Incidentally, hospital-acquired infections formed the major chunk of research carried out by Lancet journal on superbugs in the country. Information gathered by NABH revealed that half of the preventable deaths were linked to medical errors in hospitals, be they on the surgical table, intensive care units or in medical wards.
Stating that most of the cases of medical errors even in developed nations are "not picked up or reported", Dr Gyani said even the United States of America had recognised medical errors as a public health issue. "No data in India does not mean there's no problem here," he pointed out in his presentation on inpatients' safety here.
He said the NABH national database contained information on hospital acquired infections, occupational exposure, pharmaco-vigilance, accidents and communicable diseases. A disease registry is also being prepared.

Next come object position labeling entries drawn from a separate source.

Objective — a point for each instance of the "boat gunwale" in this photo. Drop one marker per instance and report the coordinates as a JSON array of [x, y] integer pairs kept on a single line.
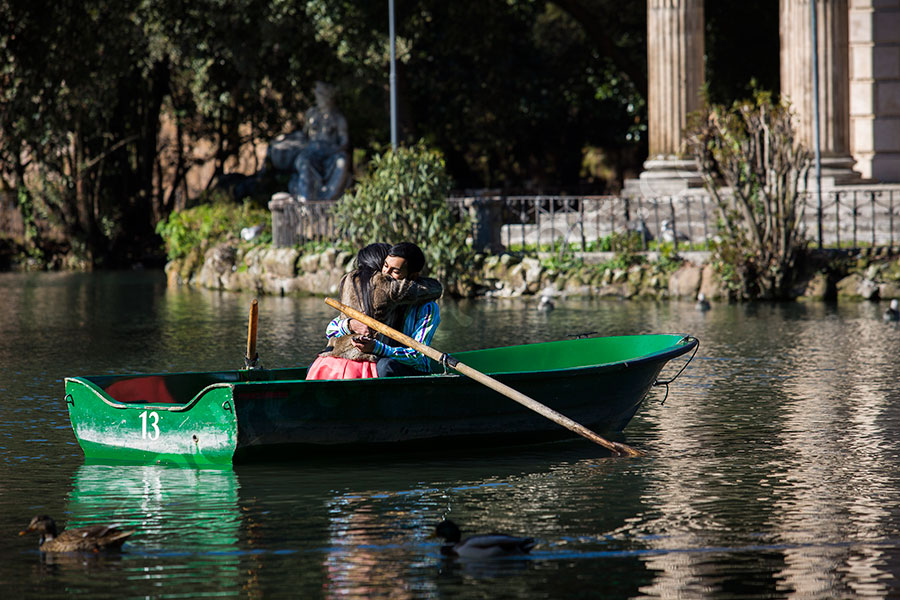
[[683, 345], [177, 407]]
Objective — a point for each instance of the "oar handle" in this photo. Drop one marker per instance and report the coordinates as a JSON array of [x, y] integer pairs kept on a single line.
[[251, 359], [487, 380]]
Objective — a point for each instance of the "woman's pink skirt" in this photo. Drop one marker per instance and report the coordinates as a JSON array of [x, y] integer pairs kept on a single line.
[[332, 367]]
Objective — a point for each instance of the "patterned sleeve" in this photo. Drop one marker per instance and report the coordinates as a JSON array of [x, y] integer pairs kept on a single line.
[[339, 326]]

"In developed countries as many as one in 10 patients is harmed while receiving hospital care caused by a range of errors or adverse events.In developing countries, the probability is even higher as much as 20 times higher in some countries. At any given time, 14 lakh people worldwide suffer from infections spread
by hospitals," he pointed out.
He said the data being collected by NABH is in a "nascent stage". Dr Gyani blamed hospital infections on "human factors, unnatural work flow, lack of team work, inadequate policies/procedures, standardisation and bed occupancy rate and average length of stay".
The NABH data will reflect on percentage of medication errors, transfusion reactions, urinary tract infection rate, respiratory infection rate, intra-vascular device infection rate, surgical site infection rate, incidence of falls in hospitals, incidence of bed sores after admission and incidence of needle stick injuries.